4

I’m trying to build a grammar that interprets user-entered text, search-engine style. It will support the AND, OR, NOT and ANDNOT Boolean operators. I have pretty much everything working, but I want to add a rule that two adjacent keywords outside of a quoted string implicitly are treated as in an AND clause. For example:

cheese and crackers = cheese AND crackers

(up and down) or (left and right) = (up AND down) OR (left AND right)

cat dog “potbelly pig” = cat AND dog AND “potbelly pig”

I’m having trouble with the last one, and I’m hoping somebody can point me in the right direction. Here’s my *.g file thus far, and please be nice, my ANTLR experience spans less than a work day:

grammar SearchEngine;

options { language = CSharp2; output = AST; }

@lexer::namespace { Demo.SearchEngine }
@parser::namespace { Demo.SearchEngine }

LPARENTHESIS : '(';
RPARENTHESIS : ')';

AND    : ('A'|'a')('N'|'n')('D'|'d');
OR     : ('O'|'o')('R'|'r');
ANDNOT : ('A'|'a')('N'|'n')('D'|'d')('N'|'n')('O'|'o')('T'|'t');
NOT    : ('N'|'n')('O'|'o')('T'|'t');

fragment CHARACTER : ('a'..'z'|'A'..'Z'|'0'..'9');
fragment QUOTE     : ('"');
fragment SPACE     : (' '|'\n'|'\r'|'\t'|'\u000C');

WS     : (SPACE) { $channel=HIDDEN; };
PHRASE : (QUOTE)(CHARACTER)+((SPACE)+(CHARACTER)+)+(QUOTE);
WORD   : (CHARACTER)+;

startExpression  : andExpression;
andExpression    : andnotExpression (AND^ andnotExpression)*;
andnotExpression : orExpression (ANDNOT^ orExpression)*;
orExpression     : notExpression (OR^ notExpression)*;
notExpression    : (NOT^)? atomicExpression;
atomicExpression : PHRASE | WORD | LPARENTHESIS! andExpression RPARENTHESIS!;
user409108
  • 53
  • 2

1 Answers1

6

Since your AND-rule has the optional AND-keyword, you should create an imaginary AND-token and use a rewrite-rule to "inject" that token in your tree. In this case, you can't make use of ANTLR's short-hand ^ root-operator. You'll have to use the -> rewrite operator.

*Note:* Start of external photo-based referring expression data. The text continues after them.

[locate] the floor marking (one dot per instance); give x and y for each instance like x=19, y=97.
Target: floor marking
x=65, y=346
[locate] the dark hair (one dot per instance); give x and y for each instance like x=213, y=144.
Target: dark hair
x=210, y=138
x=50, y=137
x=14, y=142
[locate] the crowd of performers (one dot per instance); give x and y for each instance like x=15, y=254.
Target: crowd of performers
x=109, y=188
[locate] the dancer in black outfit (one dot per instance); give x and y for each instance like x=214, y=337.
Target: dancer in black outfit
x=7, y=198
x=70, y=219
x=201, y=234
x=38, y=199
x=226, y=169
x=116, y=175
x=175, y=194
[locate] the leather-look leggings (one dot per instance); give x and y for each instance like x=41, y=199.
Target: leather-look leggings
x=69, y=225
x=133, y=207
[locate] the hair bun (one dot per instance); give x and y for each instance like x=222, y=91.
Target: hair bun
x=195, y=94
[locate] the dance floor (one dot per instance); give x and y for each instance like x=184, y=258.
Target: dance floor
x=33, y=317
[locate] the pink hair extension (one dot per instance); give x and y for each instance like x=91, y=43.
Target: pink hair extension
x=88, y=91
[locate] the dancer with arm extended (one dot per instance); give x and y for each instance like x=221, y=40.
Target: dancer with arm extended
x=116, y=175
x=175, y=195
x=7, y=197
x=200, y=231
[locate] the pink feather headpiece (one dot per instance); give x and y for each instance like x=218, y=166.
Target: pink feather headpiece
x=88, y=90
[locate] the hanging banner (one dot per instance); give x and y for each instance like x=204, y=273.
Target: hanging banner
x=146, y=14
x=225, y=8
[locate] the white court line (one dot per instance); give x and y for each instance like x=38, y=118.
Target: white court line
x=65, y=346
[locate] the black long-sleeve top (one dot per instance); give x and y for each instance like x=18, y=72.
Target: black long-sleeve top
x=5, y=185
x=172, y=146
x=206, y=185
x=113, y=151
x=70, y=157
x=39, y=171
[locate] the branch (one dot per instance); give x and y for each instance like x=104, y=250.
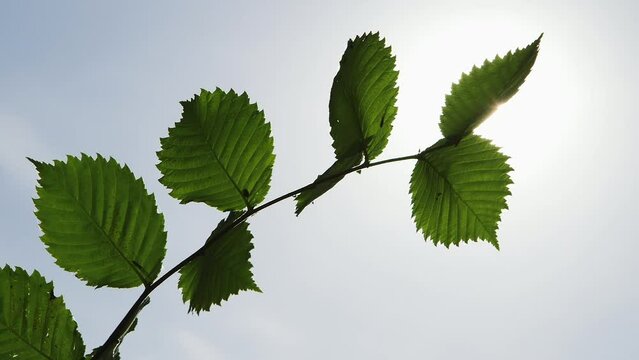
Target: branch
x=124, y=325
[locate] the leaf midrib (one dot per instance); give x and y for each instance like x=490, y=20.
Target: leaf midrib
x=137, y=272
x=492, y=238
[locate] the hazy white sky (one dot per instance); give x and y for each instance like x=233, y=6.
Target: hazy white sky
x=350, y=278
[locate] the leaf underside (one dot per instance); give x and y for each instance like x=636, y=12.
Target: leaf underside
x=220, y=152
x=361, y=109
x=223, y=270
x=34, y=323
x=99, y=222
x=478, y=93
x=363, y=95
x=458, y=192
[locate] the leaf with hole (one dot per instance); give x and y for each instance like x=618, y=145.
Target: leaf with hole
x=361, y=109
x=99, y=222
x=458, y=192
x=34, y=323
x=222, y=270
x=220, y=152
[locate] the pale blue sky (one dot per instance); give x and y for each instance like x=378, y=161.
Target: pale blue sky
x=350, y=278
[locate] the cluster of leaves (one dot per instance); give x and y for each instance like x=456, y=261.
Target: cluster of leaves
x=99, y=222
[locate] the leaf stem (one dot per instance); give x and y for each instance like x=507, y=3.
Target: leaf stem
x=130, y=316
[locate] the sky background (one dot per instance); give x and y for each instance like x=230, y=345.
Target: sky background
x=350, y=278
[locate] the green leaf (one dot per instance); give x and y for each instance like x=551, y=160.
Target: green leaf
x=479, y=93
x=99, y=222
x=458, y=192
x=361, y=110
x=112, y=352
x=362, y=103
x=325, y=182
x=223, y=270
x=34, y=323
x=219, y=153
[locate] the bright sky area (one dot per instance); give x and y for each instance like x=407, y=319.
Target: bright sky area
x=350, y=278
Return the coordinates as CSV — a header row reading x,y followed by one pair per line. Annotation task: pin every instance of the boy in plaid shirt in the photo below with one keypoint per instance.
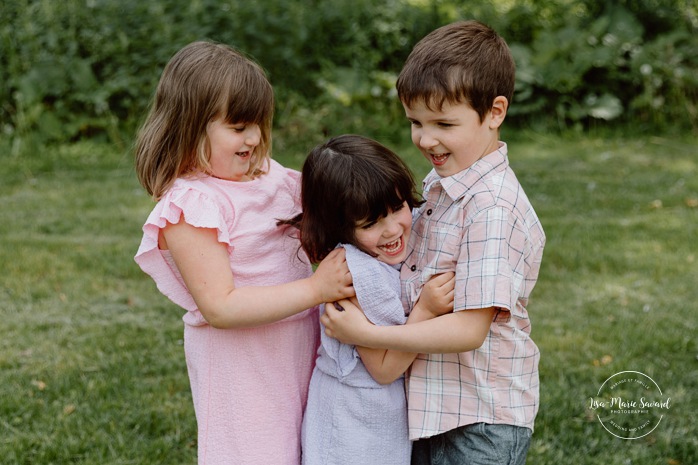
x,y
473,390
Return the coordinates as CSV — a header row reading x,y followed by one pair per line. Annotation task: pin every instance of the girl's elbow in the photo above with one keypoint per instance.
x,y
215,318
386,379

Your andExpression should look like:

andExpression
  :  (andnotExpression        -> andnotExpression)
     (AND? a=andnotExpression -> ^(AndNode $andExpression $a))* 
  ;

A detailed description of this (perhaps cryptic) notation is given in Chapter 7, section Rewrite Rules in Subrules, page 173-174 of The Definitive ANTLR Reference by Terence Parr.

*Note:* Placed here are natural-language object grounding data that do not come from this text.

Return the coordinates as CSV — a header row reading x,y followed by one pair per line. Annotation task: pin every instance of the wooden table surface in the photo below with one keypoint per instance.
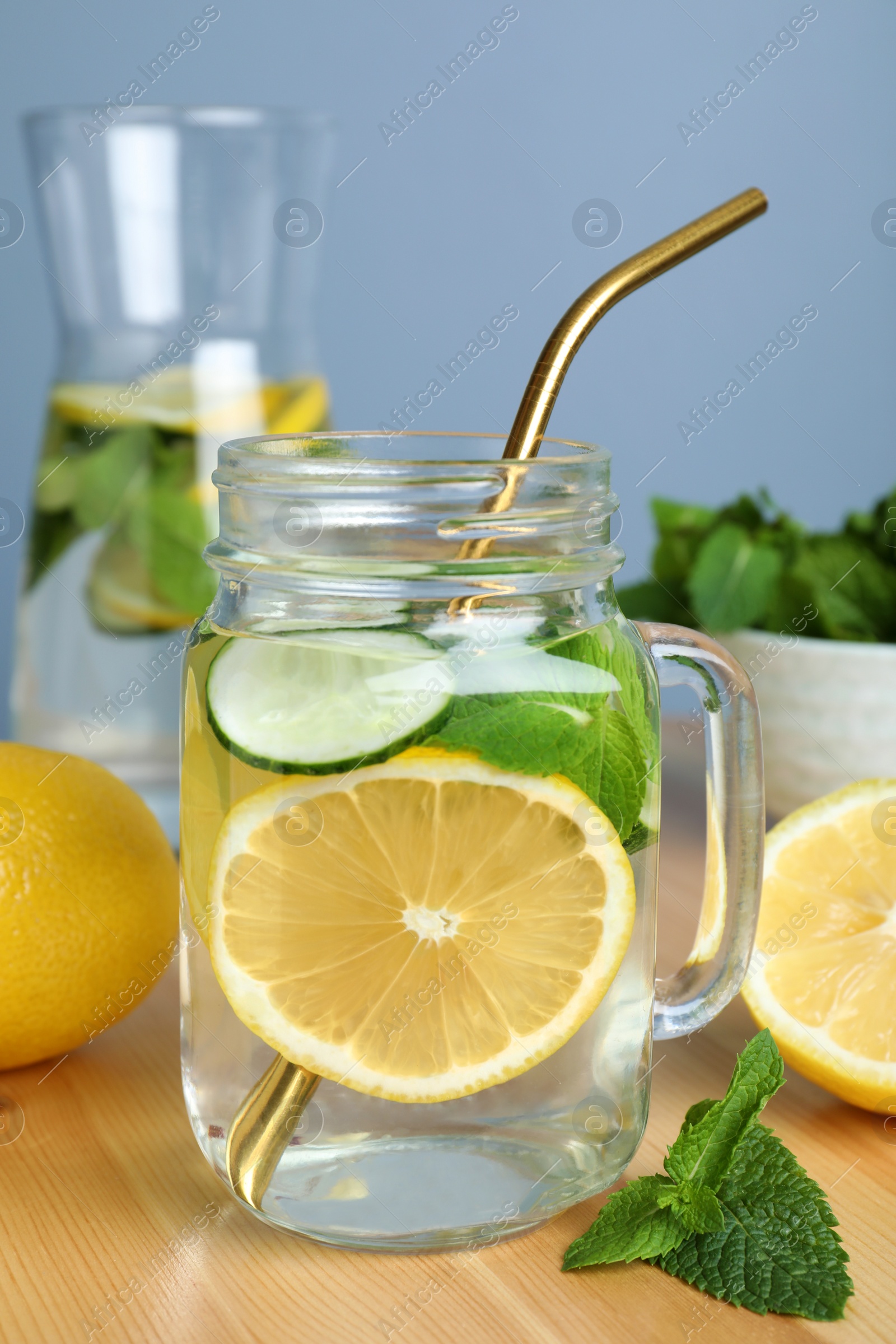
x,y
105,1187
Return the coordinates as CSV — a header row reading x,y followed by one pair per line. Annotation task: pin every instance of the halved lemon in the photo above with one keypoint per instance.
x,y
419,929
823,976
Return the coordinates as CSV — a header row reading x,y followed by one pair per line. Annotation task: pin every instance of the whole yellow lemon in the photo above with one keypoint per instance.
x,y
88,902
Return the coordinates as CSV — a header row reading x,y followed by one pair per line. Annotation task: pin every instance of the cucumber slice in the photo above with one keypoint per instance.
x,y
305,703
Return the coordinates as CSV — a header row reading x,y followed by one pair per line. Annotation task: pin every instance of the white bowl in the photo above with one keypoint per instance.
x,y
828,713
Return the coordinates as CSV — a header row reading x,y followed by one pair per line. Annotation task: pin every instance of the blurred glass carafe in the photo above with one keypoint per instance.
x,y
180,250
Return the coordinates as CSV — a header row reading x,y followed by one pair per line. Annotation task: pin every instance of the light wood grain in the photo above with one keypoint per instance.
x,y
106,1178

I ran a quick test to see if the grammar produces the proper AST with the new andExpression rule. After parsing the string cat dog "potbelly and pig" and FOO, the generated parser produced the following AST:

alt text http://img580.imageshack.us/img580/7370/andtree.png

Note that the AndNode and Root are imaginary tokens.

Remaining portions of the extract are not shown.